In [None]:
import numpy as np
import pandas as pd
import ast
from sklearn.feature_extraction.text import CountVectorizer
from sklearn.metrics.pairwise import cosine_similarity
import pickle

In [None]:
df = pd.read_csv('movies.csv')

## Basic Overview of dataset

In [None]:
df.head()

In [None]:
df.sample(5)

In [None]:
df.shape

In [None]:
df.columns

## Extracting id and respective poster_path
this will be helpful in showing posters along with recommended movie names.

In [None]:
poster_paths = df[['id', 'poster_path']]

In [None]:
pickle.dump(poster_paths, open('poster_paths.pkl', 'wb'))

## Filtering columns 
Only keeping those columns which will help in building recommender system.

In [None]:
df['original_language'].value_counts()

In [None]:
df[df['original_language'] == 'en'].shape[0]/df.shape[0]
# more than 75% of movies are in english so not important column

In [None]:
df['adult'].value_counts()

### columns to include
- id
- title
- overview
- genre_names 
- keywords
- cast 
- director

In [None]:
df2 = df.copy()

In [None]:
df = df[['id', 'title', 'overview', 'genre_names', 'keywords', 'cast', 'director']]

## Handling duplicate values

In [None]:
df.duplicated().sum()

In [None]:
df[df.duplicated()]

In [None]:
df.drop_duplicates(inplace=True)

In [None]:
df[['title', 'director']].duplicated().sum()

In [None]:
df[['title', 'director']].drop_duplicates(inplace=True)

## Handling missing values

In [None]:
df.isna().sum()

In [None]:
df[df['title'].isna()]

In [None]:
df[df['genre_names'].isna()]

In [None]:
df[df['keywords'].isna()]

In [None]:
df.dropna(inplace=True)

In [None]:
df.isna().sum()

## Formatting textual columns into list

In [None]:
df['genre_names'][0]

In [None]:
ast.literal_eval("['Action', 'Comedy', 'Science Fiction']")

In [None]:
df['keywords'][0]

In [None]:
df['cast'][0]

In [None]:
df['director'][0]

In [None]:
def create_list(name):
    return [name]

### Creating lists from all the textual columns

In [None]:
df['genre_names'] = df['genre_names'].apply(ast.literal_eval)
df['keywords'] = df['keywords'].apply(ast.literal_eval)
df['cast'] = df['cast'].apply(ast.literal_eval)
df['director'] = df['director'].apply(create_list)
df['overview'] = df['overview'].apply(lambda x:x.split())
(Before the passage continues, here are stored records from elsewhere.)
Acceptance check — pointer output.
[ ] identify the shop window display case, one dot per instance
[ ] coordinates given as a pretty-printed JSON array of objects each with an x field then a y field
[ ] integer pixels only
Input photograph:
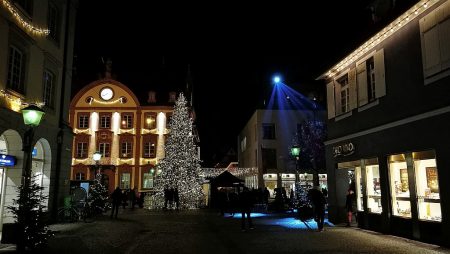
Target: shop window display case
[
  {"x": 359, "y": 189},
  {"x": 398, "y": 173},
  {"x": 427, "y": 186},
  {"x": 373, "y": 186}
]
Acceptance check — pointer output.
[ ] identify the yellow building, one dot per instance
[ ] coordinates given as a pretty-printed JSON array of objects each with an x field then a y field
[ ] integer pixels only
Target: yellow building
[
  {"x": 36, "y": 53},
  {"x": 107, "y": 117}
]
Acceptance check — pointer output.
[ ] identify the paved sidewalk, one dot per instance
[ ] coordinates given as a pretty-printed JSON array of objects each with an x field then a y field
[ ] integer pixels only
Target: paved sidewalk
[{"x": 203, "y": 231}]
### Removing spaces between words so that meaning remains

In [None]:
def collapse(L):
    l = []
    for i in L:
        l.append(i.replace(' ', ''))
    return l

In [None]:
df['genre_names'].apply(collapse)

In [None]:
df['keywords'].apply(collapse)

In [None]:
df['cast'].apply(collapse)

In [None]:
df['overview'] = df['overview'].apply(collapse)
df['genre_names'] = df['genre_names'].apply(collapse)
df['keywords'] = df['keywords'].apply(collapse)
df['cast'] = df['cast'].apply(collapse)
df['director'] = df['director'].apply(collapse)

In [None]:
df['tags'] = df['overview'] + df['genre_names'] + df['keywords'] + df['cast'] + df['director']
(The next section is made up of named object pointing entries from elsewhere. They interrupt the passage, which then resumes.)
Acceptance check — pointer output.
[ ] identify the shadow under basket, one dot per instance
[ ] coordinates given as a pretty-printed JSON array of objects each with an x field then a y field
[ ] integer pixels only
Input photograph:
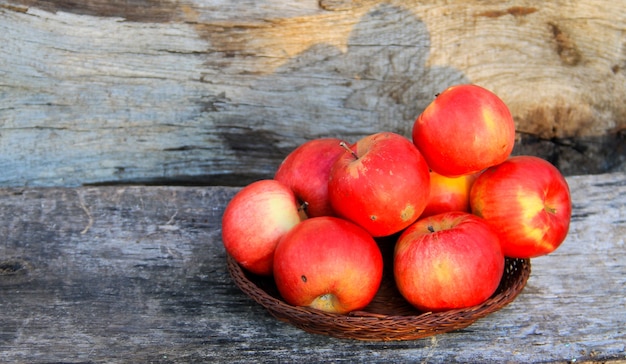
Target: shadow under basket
[{"x": 389, "y": 317}]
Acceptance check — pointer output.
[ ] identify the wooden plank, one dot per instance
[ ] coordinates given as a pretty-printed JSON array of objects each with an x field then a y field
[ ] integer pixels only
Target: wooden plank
[
  {"x": 138, "y": 274},
  {"x": 215, "y": 92}
]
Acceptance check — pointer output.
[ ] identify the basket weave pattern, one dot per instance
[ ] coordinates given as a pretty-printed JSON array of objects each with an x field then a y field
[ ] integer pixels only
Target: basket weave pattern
[{"x": 389, "y": 316}]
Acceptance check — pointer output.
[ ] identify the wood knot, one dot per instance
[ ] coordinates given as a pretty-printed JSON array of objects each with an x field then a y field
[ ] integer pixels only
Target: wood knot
[{"x": 565, "y": 47}]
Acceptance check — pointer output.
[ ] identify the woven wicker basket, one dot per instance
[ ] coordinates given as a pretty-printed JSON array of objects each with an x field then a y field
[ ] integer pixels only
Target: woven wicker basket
[{"x": 389, "y": 316}]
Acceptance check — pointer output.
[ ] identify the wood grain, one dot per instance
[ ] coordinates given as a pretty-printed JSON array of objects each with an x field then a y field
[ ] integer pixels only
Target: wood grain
[
  {"x": 213, "y": 92},
  {"x": 138, "y": 274}
]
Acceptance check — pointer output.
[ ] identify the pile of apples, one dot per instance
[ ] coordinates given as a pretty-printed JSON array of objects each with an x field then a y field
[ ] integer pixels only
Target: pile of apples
[{"x": 453, "y": 200}]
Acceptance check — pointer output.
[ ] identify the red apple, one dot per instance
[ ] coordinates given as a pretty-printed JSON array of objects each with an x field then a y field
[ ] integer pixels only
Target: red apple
[
  {"x": 464, "y": 130},
  {"x": 329, "y": 264},
  {"x": 527, "y": 202},
  {"x": 255, "y": 220},
  {"x": 447, "y": 261},
  {"x": 448, "y": 193},
  {"x": 306, "y": 171},
  {"x": 382, "y": 183}
]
### Creating new dataframe by dropping columns which are already included into tags

In [None]:
new_df = df.drop(columns=['overview', 'genre_names', 'keywords', 'cast', 'director'])

In [None]:
new_df

In [None]:
new_df['tags'] = new_df['tags'].apply(lambda x: ' '.join(x))

In [None]:
import nltk
from nltk.corpus import stopwords
from nltk.stem import PorterStemmer

In [None]:
nltk.download('stopwords')

In [None]:
stemmer = PorterStemmer()

stop_words = set(stopwords.words('english'))
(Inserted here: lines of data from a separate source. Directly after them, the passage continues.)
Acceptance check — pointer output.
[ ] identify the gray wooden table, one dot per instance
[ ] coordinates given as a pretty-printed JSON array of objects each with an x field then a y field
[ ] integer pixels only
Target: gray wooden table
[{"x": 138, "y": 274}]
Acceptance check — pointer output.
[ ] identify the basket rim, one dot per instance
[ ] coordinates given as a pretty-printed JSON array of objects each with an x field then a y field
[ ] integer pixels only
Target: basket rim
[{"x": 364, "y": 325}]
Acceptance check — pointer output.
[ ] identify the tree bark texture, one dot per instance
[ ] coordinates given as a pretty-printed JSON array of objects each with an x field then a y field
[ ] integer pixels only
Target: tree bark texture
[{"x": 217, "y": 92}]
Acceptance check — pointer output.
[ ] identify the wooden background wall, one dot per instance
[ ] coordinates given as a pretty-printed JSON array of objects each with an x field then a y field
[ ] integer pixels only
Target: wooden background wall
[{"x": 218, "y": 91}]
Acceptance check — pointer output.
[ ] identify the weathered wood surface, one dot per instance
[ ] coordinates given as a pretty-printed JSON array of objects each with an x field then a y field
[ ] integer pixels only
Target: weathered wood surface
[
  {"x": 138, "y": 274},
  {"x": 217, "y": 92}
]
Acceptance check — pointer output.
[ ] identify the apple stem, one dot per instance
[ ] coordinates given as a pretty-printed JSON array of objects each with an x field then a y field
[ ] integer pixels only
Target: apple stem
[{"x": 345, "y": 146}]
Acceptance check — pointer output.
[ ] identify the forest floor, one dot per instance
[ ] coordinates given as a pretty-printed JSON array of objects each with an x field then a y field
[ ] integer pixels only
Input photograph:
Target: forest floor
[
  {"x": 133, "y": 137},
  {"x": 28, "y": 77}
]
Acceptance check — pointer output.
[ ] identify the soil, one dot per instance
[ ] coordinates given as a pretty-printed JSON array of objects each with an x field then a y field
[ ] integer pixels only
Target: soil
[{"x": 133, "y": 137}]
def preprocess_text(text):
    words = text.split()
    processed_words = [stemmer.stem(word) for word in words if word.lower() not in stop_words]
    return ' '.join(processed_words)

In [None]:
new_df['processed_tags'] = new_df['tags'].apply(preprocess_text)

## Vectorizing strings

In [None]:
cv = CountVectorizer(max_features=5000, stop_words='english')

In [None]:
vector = cv.fit_transform(new_df['processed_tags']).toarray()

In [None]:
vector

In [None]:
vector.shape

In [None]:
similarity = cosine_similarity(vector)

In [None]:
similarity

In [None]:
new_df[new_df['title'] == 'The Lego Movie'].index[0]

In [None]:
def recommend(movie):
    index = new_df[new_df['title'] == movie].index[0]
    distances = sorted(list(enumerate(similarity[index])), reverse=True, key=lambda x:x[1])
    for i in distances[1:6]:
        print(new_df.iloc[i[0]].title)

In [None]:
recommend('Deadpool & Wolverine')

In [None]:
import pickle

In [None]:
pickle.dump(new_df, open('movies.pkl', 'wb'))
pickle.dump(similarity, open('similarity.pkl', 'wb'))

### Processing for fetching poster path

In [None]:
poster_paths[poster_paths['id'] == '704239']['poster_path'].values[0]

In [None]:
new_df[new_df['id'] == '704239']